Диковатая европейская практика Post Mortem фотографии и исчезновение тел сплелись воедино – скоро весь город был убеждён, что мертвецы ожили из-за того, что их сняли на плёнку. А потом выкопались и убрели, как говорится, в неизвестном направлении. За это местное суеверие, как утопающий за соломину, и уцепился почтмейстер Генри.
– Если есть хоть какая-то надежда на то, что она… оживёт… Я вам буду вовек обязан! – заискивал Амос Генри, нервно наматывая галстук на палец.
– Больно надо! – Шиппи принял из рук китайца рюмки. – Обязан он мне будет… Да тут куда ни плюнь, все кому-нибудь обязаны, только что это меняет? Вот пастор наш, святоша, обязан не пить и не курить, а он и пьёт, и курит. Или вот жёнка моя, раскрасавица, свет очей. Обязана была меня любить, почитать да жрать готовить, а она что вместо этого сделала? Правильно, дёру она от меня дала, да ещё с кем – с Гэвином Майерсом, стоило ему заикнуться про какие-то там самородки! Может, не было никаких самородков, а эта коза взяла-таки и драпанула от законного супруга, только её и видели. Так дело было? Так, мне от людей скрывать нечего.

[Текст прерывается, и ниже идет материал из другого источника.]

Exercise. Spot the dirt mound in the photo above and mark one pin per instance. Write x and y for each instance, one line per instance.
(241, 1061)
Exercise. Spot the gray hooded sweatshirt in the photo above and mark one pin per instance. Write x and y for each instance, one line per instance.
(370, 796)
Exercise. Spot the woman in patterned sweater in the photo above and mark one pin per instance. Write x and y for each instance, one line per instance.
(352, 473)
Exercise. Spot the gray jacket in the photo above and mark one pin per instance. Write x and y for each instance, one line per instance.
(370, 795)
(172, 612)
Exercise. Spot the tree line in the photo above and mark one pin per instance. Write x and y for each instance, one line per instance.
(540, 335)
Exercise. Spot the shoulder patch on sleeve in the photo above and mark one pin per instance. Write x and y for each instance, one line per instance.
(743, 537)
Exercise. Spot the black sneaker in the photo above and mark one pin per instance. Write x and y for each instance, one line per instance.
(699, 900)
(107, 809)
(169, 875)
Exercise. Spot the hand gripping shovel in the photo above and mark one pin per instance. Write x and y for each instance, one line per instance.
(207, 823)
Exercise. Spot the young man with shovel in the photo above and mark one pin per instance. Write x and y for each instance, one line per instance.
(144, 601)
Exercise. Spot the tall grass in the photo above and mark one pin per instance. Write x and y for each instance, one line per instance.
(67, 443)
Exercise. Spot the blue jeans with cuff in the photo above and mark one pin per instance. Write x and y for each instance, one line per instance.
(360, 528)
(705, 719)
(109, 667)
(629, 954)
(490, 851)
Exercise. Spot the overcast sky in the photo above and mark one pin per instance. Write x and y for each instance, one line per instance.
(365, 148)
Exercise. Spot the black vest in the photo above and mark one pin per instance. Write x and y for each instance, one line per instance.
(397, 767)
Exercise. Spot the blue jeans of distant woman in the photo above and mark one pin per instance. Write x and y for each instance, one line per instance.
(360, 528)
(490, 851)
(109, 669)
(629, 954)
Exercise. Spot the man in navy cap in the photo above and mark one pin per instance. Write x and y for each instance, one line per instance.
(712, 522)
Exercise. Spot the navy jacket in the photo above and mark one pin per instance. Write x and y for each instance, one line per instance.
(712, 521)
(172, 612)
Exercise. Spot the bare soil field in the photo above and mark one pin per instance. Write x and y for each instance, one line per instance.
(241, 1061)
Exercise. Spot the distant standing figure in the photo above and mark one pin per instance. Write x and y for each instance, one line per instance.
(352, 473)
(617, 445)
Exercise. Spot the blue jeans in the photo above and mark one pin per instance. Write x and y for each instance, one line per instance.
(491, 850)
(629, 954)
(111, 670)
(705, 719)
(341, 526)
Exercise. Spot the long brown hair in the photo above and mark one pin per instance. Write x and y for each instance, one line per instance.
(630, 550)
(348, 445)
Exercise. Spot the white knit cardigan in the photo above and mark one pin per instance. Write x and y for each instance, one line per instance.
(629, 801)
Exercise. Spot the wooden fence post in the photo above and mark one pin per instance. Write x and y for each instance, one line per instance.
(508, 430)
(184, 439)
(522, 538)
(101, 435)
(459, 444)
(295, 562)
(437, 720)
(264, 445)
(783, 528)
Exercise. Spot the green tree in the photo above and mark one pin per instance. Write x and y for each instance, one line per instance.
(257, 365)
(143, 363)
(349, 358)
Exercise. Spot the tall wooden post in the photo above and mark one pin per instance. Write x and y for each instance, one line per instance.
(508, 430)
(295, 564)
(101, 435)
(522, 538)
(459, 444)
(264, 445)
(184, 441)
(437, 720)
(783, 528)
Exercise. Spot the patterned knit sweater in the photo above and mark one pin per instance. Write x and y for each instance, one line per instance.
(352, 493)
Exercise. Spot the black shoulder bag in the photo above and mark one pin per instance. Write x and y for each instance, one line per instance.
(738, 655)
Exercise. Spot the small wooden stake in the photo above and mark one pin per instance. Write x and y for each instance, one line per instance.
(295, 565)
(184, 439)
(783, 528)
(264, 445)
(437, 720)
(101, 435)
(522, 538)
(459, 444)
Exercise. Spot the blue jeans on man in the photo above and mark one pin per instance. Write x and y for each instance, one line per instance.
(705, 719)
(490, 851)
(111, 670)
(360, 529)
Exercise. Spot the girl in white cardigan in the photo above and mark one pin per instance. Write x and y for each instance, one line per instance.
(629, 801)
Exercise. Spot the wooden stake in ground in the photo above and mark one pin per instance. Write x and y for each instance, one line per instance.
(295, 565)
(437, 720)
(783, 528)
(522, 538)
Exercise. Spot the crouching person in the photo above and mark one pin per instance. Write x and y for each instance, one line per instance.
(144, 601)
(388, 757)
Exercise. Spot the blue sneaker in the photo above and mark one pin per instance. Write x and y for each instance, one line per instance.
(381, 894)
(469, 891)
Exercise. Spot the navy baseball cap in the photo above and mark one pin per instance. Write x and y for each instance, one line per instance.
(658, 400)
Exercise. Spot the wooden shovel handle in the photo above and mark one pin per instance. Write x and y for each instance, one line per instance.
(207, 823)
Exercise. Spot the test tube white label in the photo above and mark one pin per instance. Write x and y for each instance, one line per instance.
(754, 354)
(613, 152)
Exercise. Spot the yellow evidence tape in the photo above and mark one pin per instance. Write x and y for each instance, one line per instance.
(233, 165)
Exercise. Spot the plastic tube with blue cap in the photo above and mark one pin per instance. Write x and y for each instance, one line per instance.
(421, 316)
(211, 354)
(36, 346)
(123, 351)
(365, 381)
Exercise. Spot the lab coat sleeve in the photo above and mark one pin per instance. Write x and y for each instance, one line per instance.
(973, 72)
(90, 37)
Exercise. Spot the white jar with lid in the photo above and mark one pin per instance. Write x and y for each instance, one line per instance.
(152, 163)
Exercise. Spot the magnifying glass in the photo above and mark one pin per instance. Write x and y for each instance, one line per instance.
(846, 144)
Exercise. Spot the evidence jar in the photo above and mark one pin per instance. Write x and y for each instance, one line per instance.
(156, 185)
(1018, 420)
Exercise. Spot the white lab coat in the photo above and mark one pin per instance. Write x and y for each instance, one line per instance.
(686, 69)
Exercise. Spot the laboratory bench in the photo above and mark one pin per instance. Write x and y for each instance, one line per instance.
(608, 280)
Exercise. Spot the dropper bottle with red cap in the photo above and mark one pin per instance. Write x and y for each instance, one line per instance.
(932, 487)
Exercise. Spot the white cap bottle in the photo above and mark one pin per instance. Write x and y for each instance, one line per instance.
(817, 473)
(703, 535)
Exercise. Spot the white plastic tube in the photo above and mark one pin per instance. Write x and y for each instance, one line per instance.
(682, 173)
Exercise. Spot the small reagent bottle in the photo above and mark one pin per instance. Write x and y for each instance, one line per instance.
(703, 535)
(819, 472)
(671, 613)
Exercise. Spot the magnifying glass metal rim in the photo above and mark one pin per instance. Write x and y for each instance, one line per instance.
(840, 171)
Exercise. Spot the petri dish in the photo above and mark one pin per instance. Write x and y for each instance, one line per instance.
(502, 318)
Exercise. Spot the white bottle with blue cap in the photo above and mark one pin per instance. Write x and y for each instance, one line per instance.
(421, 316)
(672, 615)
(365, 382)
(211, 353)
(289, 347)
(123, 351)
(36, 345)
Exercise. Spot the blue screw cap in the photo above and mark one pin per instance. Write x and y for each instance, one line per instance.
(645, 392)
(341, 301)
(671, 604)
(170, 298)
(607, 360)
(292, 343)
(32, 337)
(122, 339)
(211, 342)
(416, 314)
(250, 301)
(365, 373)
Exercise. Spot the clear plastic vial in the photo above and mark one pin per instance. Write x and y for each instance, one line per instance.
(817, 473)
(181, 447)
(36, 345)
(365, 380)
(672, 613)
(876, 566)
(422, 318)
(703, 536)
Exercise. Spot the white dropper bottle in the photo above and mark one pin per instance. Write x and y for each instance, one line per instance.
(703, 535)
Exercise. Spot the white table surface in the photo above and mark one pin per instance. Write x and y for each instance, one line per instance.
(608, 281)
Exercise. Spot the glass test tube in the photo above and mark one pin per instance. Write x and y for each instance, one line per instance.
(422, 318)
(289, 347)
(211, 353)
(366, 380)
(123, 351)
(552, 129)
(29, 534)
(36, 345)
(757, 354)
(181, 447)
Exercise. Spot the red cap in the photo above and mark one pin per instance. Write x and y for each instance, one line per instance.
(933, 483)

А вы мне про какие-то обязательства толкуете, мистер Генри. Пфф! Обязательства хороши как идея. Как кон-цеп-ция. Только никто эту кон-цеп-цию живьём не видел и за хвост не держал. А кто скажет иначе, тот жизни не нюхал, вот и весь сказ.
Как истинный оратор, Нед Шиппи мог длить свои речи сколь угодно долго, не сказав по существу ни слова, целиком полагаясь лишь на гипнотические свойства звуковых вибраций. От его разглагольствований собеседник стремительно впадал в отчаяние – этого Шиппи и добивался.
– Мистер Шиппи, – взмолился Амос Генри, доведённый уже до предела, – как христианин христианина…
Нед строго поднял татуированный палец.
– А вот этого не надо. Не надо. Это знаете, как называется, сэр? Манипулирование. Вы же в курсе, как я чту Господа, Пресвятую Деву Марию, всех апостолов, святых и ангелов небесных, и даже этих младенцев крылатых, забыл, как звать.
Услужливый китаец налил им по рисовой, и ещё по рисовой. Мистер Генри обречённо вливал в себя горячительное, дойдя до той стадии, когда неважно, что пьёшь, где и с кем.
Нед Шиппи придвинул свою табуретку ближе и приобнял почтмейстера за плечо.